Empresa de telefonia paga R$ 34.000,00 a Consumidor por cancelamento indevido de linha telefônica.

                O Juiz de Direito, Henrique Nader, da 2ª Vara do Juizado Especial Cível de Campinas, no sudeste de São Paulo, condenou a operadora de telefonia Net Serviços de Comunicação S.A. em R$ 34.000,00 (trinta e quatro mil reais), sendo R$ 10.000,00 a título de danos morais pelo cancelamento indevido da linha telefônica do consumidor, mais R$ 24.000,00 a título de multa por descumprimento da tutela antecipada, que consistia no restabelecimento da referida linha.

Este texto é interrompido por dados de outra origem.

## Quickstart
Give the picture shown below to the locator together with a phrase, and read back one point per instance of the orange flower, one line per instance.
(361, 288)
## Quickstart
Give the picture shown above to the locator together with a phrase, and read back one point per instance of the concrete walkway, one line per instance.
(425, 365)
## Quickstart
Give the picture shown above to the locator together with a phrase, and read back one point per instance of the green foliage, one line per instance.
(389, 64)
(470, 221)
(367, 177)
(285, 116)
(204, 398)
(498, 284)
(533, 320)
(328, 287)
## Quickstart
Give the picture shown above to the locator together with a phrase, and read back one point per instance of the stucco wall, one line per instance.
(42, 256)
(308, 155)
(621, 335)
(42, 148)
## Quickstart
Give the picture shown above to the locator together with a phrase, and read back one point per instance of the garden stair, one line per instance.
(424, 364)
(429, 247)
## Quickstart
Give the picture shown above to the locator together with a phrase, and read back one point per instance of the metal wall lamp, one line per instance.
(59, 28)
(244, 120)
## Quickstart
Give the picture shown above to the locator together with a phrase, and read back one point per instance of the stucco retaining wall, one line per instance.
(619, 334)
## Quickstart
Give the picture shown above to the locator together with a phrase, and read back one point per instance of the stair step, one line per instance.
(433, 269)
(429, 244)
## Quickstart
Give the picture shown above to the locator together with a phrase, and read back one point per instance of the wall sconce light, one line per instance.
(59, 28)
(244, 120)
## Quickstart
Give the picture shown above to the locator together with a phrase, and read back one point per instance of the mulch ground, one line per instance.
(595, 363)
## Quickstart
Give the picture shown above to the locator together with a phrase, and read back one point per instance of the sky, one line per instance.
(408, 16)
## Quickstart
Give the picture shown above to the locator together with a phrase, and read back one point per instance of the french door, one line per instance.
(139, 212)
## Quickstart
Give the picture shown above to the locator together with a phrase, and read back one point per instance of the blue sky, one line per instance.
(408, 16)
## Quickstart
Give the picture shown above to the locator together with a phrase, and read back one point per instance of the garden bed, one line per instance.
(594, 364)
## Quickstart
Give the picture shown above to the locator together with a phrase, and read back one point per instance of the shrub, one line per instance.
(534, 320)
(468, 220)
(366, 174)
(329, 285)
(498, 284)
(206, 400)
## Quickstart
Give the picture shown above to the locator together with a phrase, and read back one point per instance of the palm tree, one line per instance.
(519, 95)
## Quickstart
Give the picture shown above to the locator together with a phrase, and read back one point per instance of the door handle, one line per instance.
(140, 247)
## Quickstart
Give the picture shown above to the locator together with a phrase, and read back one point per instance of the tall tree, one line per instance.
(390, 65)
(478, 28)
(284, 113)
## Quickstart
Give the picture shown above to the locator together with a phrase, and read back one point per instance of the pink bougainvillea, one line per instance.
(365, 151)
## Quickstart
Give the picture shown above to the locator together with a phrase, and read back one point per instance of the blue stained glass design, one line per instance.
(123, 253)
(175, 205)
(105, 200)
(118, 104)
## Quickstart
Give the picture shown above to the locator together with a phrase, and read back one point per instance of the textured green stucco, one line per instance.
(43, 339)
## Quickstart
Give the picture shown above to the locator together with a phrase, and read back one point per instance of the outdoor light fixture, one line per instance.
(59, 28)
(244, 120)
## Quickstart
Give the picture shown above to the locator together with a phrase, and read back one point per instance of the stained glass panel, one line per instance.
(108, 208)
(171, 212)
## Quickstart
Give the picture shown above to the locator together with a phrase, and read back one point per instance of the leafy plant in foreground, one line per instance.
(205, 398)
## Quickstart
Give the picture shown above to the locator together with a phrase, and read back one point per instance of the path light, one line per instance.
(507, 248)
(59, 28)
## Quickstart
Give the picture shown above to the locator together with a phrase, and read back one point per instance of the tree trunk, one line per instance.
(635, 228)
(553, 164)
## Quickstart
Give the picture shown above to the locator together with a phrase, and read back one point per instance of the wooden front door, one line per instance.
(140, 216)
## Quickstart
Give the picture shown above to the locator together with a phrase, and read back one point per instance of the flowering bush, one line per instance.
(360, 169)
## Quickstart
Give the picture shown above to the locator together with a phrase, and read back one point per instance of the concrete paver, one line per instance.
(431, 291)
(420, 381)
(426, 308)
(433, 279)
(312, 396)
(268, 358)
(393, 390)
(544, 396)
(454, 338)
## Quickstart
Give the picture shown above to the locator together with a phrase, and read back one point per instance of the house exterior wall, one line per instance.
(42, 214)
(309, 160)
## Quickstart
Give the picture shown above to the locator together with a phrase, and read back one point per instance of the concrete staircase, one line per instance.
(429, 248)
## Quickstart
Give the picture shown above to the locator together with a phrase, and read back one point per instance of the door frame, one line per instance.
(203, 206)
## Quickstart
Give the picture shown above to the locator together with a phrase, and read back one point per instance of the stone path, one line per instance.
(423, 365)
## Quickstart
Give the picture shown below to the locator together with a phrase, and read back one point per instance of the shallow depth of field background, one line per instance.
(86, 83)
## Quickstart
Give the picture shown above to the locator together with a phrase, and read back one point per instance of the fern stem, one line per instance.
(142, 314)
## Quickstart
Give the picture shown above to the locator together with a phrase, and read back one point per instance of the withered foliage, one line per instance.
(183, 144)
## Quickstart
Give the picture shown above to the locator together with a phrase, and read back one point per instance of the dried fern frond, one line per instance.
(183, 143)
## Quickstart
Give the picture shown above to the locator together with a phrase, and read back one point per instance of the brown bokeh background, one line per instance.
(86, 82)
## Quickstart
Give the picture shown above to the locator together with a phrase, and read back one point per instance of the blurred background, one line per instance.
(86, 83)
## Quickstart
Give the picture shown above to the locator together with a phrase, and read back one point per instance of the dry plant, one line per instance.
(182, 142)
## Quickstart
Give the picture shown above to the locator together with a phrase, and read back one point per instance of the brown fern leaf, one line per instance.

                   O Autor, que possui escritório de advocacia, ingressou em juízo afirmando que o telefone fixo utilizado para o trabalho havia sido cancelado indevidamente. Mesmo após entrar em contato com a operadora Ré para relatar o mau funcionamento, e a mesma tendo reconhecido o equivoco, prometendo, inclusive o restabelecimento da linha, o restabelecimento não foi efetivado.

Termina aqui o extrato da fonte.